Tuesday, October 14, 2003

pnac 1996?
Following is a report prepared by The Institute for Advanced Strategic and Political Studies’ "Study Group on a New Israeli Strategy Toward 2000." The main substantive ideas in this paper emerge from a discussion in which prominent opinion makers, including Richard Perle, James Colbert, Charles Fairbanks, Jr., Douglas Feith, Robert Loewenberg, David Wurmser, and Meyrav Wurmser participated:

To secure the nation’s streets and borders in the immediate future, Israel can:
Work closely with Turkey and Jordan to contain, destabilize, and roll-back some of its most dangerous threats. This implies clean break from the slogan, "comprehensive peace" to a traditional concept of strategy based on balance of power.
Change the nature of its relations with the Palestinians, including upholding the right of hot pursuit for self defense into all Palestinian areas and nurturing alternatives to Arafat’s exclusive grip on Palestinian society


Syria challenges Israel on Lebanese soil. An effective approach, and one with which American can sympathize, would be if Israel seized the strategic initiative along its northern borders by engaging Hizballah, Syria, and Iran, as the principal agents of aggression in Lebanon, including by:
1. striking Syria’s drug-money and counterfeiting infrastructure in Lebanon, all of which focuses on Razi Qanan.
2. paralleling Syria’s behavior by establishing the precedent that Syrian territory is not immune to attacks emanating from Lebanon by Israeli proxy forces.
3. striking Syrian military targets in Lebanon, and should that prove insufficient, striking at select targets in Syria proper.
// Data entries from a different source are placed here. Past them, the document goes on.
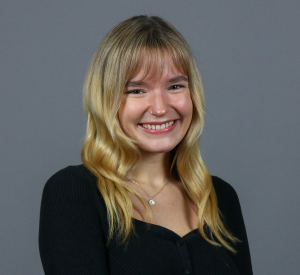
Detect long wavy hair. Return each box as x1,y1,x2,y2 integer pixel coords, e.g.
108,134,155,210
81,16,236,252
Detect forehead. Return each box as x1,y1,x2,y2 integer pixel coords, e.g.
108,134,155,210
128,51,187,81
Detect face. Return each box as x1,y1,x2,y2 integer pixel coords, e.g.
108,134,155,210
118,56,193,153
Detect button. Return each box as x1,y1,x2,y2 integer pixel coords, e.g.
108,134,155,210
176,240,184,246
185,267,192,273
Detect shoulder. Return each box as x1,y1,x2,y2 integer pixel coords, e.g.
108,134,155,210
211,176,237,199
212,176,240,221
42,165,97,207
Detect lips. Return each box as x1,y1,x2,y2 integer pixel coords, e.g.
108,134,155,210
140,120,175,130
138,119,178,135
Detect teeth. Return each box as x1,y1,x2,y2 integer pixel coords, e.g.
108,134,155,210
143,121,174,130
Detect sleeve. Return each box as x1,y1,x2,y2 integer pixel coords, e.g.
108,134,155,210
39,167,108,275
213,177,253,275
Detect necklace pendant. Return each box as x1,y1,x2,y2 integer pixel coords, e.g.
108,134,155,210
148,199,155,206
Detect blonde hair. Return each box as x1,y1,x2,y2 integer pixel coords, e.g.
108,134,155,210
81,16,236,251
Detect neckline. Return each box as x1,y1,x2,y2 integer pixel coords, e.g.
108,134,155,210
131,217,201,240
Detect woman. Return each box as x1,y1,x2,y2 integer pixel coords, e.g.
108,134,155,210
39,16,252,275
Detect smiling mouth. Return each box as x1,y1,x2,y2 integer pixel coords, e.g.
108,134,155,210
140,120,175,130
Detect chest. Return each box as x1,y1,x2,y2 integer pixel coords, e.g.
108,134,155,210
130,182,197,236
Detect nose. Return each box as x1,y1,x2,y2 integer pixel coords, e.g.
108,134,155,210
149,90,169,116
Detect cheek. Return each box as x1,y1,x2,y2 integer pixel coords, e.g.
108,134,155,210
118,99,141,134
175,95,193,119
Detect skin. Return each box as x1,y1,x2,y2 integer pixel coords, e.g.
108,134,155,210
118,55,197,236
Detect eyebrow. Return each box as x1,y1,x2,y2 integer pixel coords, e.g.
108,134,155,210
126,75,189,87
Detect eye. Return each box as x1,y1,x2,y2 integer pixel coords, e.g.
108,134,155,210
170,85,184,90
126,90,144,95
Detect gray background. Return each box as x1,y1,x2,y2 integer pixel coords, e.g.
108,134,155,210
0,0,300,275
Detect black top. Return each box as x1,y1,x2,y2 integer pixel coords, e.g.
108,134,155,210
39,165,253,275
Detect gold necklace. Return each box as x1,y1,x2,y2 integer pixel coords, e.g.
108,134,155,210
130,180,170,206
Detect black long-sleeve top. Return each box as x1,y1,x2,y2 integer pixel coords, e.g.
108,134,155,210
39,165,253,275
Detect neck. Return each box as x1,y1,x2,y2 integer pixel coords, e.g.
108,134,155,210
127,152,170,188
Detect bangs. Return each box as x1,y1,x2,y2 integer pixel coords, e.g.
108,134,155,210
126,45,190,83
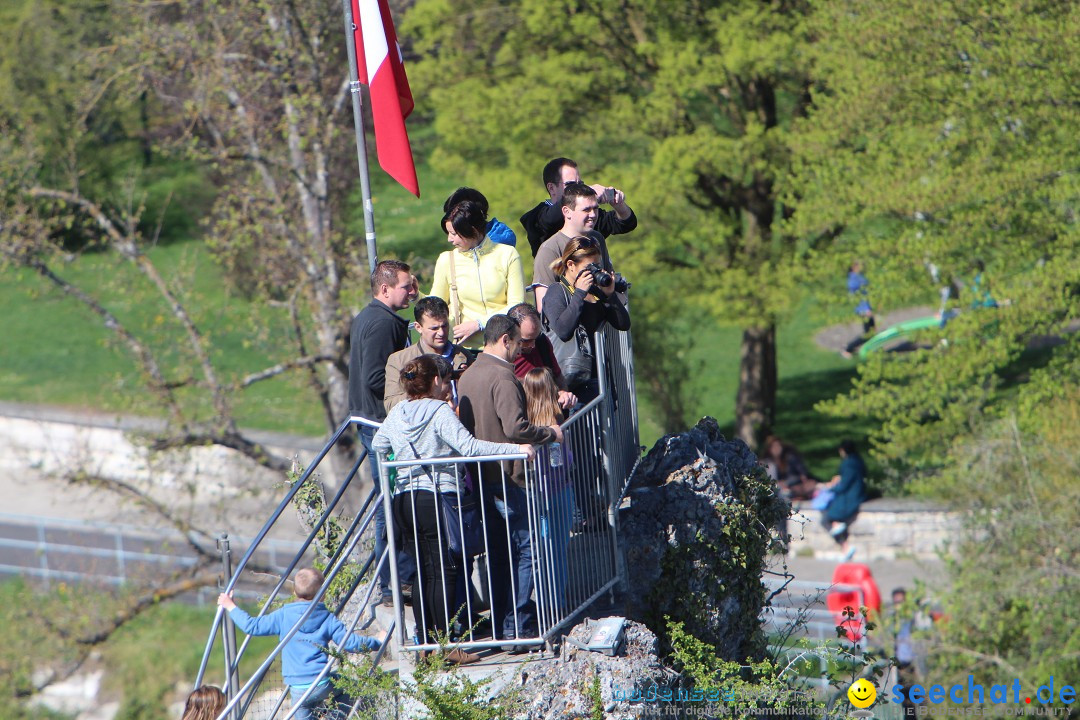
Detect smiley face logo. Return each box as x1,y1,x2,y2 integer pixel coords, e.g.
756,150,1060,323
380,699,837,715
848,678,877,708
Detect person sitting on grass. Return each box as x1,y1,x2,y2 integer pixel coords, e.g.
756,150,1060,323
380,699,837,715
217,568,381,720
180,685,228,720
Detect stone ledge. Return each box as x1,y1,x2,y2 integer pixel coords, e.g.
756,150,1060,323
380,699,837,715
788,498,959,561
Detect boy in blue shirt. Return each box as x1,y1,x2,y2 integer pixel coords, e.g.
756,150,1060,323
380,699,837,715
217,568,380,720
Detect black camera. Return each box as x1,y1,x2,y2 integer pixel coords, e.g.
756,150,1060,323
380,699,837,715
585,262,630,296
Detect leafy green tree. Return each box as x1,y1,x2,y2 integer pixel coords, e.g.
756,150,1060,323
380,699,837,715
787,0,1080,477
402,0,808,444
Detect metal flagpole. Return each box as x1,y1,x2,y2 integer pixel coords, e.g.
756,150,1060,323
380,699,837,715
341,0,378,272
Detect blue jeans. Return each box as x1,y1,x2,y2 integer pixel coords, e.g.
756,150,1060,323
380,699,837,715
481,478,539,640
288,678,352,720
357,425,416,599
538,484,577,611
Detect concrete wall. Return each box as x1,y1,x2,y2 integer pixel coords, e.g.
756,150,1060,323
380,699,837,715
788,499,959,561
0,404,332,534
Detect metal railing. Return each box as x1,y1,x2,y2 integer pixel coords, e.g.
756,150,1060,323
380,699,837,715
194,330,640,720
595,325,642,502
194,417,392,720
378,386,622,651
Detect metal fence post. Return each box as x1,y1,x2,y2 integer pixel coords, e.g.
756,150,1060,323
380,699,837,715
217,532,241,720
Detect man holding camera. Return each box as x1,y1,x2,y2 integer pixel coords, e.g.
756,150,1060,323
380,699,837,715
521,158,637,257
532,182,622,312
383,295,476,412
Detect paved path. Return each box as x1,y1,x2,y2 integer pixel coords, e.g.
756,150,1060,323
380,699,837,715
813,305,937,353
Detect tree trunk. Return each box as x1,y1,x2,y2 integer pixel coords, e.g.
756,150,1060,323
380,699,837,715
735,323,777,452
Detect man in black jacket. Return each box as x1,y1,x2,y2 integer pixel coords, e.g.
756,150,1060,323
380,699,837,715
521,158,637,257
349,260,418,604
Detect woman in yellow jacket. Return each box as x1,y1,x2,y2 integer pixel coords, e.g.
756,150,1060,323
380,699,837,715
429,201,525,349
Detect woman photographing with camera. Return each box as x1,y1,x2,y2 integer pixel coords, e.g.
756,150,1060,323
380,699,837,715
542,235,630,403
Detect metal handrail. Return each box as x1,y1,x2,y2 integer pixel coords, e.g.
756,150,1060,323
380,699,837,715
195,416,397,720
195,330,639,720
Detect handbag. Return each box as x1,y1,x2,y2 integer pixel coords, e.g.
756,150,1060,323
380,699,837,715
438,492,485,557
541,283,593,388
447,250,464,330
409,436,485,557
Israel can shape its strategic environment, in cooperation with Turkey and Jordan, by weakening, containing, and even rolling back Syria. This effort can focus on removing Saddam Hussein from power in Iraq — an important Israeli strategic objective in its own right — as a means of foiling Syria’s regional ambitions.

Not only would such cooperation on missile defense counter a tangible physical threat to Israel’s survival, but it would broaden Israel’s base of support among many in the United States Congress who may know little about Israel, but care very much about missile defense.

If Israel wants to test certain propositions that require a benign American reaction, then the best time to do so is before November, 1996.